Ingalls’ birthday is Aug. 3

Leslie Silverman

Aug. 3 marks Carrie Ingalls 150th birthday, and although the Carrie Ingalls Festival to celebrate the day has been postponed to July of 2021 due to COVID, the decision did not come easily.

“It was a difficult decision but making sure that residents and visitors would be safe was number one,” said Jeanie Kirkpatrick, vice president of the Keystone Area Historical Society (KAHS). “We wanted to make sure  all would be well and we would not become ill.”

This also gives KAHS more time to make the celebration “bigger and better,” Kirkpatrick said.

KAHS hopes to partner with surrounding towns to which Ingalls had connections. “Carrie also worked on the Hill City newspaper,” Kirkpatrick said. “Carrie’s uncle was in the Gordon Party in Custer. Carrie and David had their honeymoon in Hot Springs.”

The idea is to have a “Carrie Caravan,” to bus festival attendees to these towns so they can learn more about Ingalls’ ties to the Black Hills.

KAHS and Keystone Historical Museum have been celebrating Ingalls’ birthday since it was founded in 1983. Ingalls left many artifacts to A.I. Johnson and his wife, Wilemetta, founders of the Keystone Museum.

Celebrations have included cake and lemonade, a fiddle contest and even a Carrie lookalike contest. Television actors from “Little House on the Prairie” as well as members of Ingalls’ family have attended past birthday celebrations.
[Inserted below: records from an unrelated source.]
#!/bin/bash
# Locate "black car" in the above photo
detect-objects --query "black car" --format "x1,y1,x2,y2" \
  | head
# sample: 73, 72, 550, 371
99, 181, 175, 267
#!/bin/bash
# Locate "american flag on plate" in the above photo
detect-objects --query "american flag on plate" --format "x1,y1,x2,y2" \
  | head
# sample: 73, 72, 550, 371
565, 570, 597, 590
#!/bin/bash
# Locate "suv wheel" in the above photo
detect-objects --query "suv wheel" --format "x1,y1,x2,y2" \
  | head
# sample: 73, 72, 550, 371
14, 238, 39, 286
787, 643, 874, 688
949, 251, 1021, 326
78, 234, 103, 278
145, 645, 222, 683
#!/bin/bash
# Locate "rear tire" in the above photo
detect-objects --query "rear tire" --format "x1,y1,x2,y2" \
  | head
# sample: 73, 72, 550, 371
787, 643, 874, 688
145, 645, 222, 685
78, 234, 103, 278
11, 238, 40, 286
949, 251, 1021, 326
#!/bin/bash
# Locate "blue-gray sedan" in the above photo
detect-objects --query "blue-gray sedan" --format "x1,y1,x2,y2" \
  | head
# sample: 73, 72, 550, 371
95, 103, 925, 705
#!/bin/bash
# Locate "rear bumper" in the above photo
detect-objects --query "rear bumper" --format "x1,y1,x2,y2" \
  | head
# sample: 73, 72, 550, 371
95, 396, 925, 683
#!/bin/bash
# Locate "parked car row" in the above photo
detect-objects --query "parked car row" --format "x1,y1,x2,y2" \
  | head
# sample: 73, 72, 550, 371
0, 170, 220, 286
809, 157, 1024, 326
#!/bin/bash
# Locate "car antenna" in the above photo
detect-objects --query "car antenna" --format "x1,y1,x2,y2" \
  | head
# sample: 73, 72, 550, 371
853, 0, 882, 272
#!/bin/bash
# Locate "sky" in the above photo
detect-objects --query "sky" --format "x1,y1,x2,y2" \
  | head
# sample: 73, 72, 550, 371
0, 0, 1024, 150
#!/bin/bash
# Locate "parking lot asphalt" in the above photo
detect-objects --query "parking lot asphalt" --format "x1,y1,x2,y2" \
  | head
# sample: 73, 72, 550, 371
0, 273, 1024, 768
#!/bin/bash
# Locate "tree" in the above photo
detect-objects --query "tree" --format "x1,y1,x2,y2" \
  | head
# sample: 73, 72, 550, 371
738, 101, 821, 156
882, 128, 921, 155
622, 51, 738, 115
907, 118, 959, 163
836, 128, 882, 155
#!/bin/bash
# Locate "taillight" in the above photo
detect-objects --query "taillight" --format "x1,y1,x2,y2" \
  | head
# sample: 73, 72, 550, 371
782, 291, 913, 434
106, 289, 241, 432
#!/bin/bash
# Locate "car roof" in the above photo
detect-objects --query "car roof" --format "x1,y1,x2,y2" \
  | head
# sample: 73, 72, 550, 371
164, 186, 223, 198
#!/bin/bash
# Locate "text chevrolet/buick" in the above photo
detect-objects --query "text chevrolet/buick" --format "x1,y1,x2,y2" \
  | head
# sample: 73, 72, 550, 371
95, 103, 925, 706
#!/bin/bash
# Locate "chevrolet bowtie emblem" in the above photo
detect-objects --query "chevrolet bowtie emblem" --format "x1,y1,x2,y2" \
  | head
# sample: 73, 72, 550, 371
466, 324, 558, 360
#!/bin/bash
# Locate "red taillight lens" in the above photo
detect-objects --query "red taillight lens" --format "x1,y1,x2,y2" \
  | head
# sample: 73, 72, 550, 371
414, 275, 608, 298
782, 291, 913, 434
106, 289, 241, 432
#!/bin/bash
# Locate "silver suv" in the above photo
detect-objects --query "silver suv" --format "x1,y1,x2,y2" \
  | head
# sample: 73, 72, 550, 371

The interest in Ingalls’ life has not waned, likely because of her famous sister, Laura Ingalls Wilder.

“Since Laura did not write about the family after a certain time period people want to know what happened to the sisters in adulthood,” Kirkpatrick said. “For the tourists who come here to Keystone t,hey are surprised to find out that Carrie lived here until her death.  Like the books, the television series still had Carrie as a young child with no discussion on what happened to them after high school.”

Many locals know how prominent a figure Carrie was to Ingalls.

“Carrie did a lot for the town of Keystone,” Kirkpatrick said. “She saved the United Church of Christ (UCC) from closing. There was a time the number of people that attended UCC was very low and there was talk about closing the church. Carrie did not like that idea and made sure the doors stayed open.”

There are also rumors Ingalls made sure Keystone had a town library.

“She put Keystone on the map with more than just Mount Rushmore and mining.” Kirkpatrick said. “Carrie is one of the most famous people of Keystone.”

Much of Ingalls’ memorabilia can be seen in the Keystone Museum, which is open Tuesday through Saturday 10 a.m. to 3 p.m.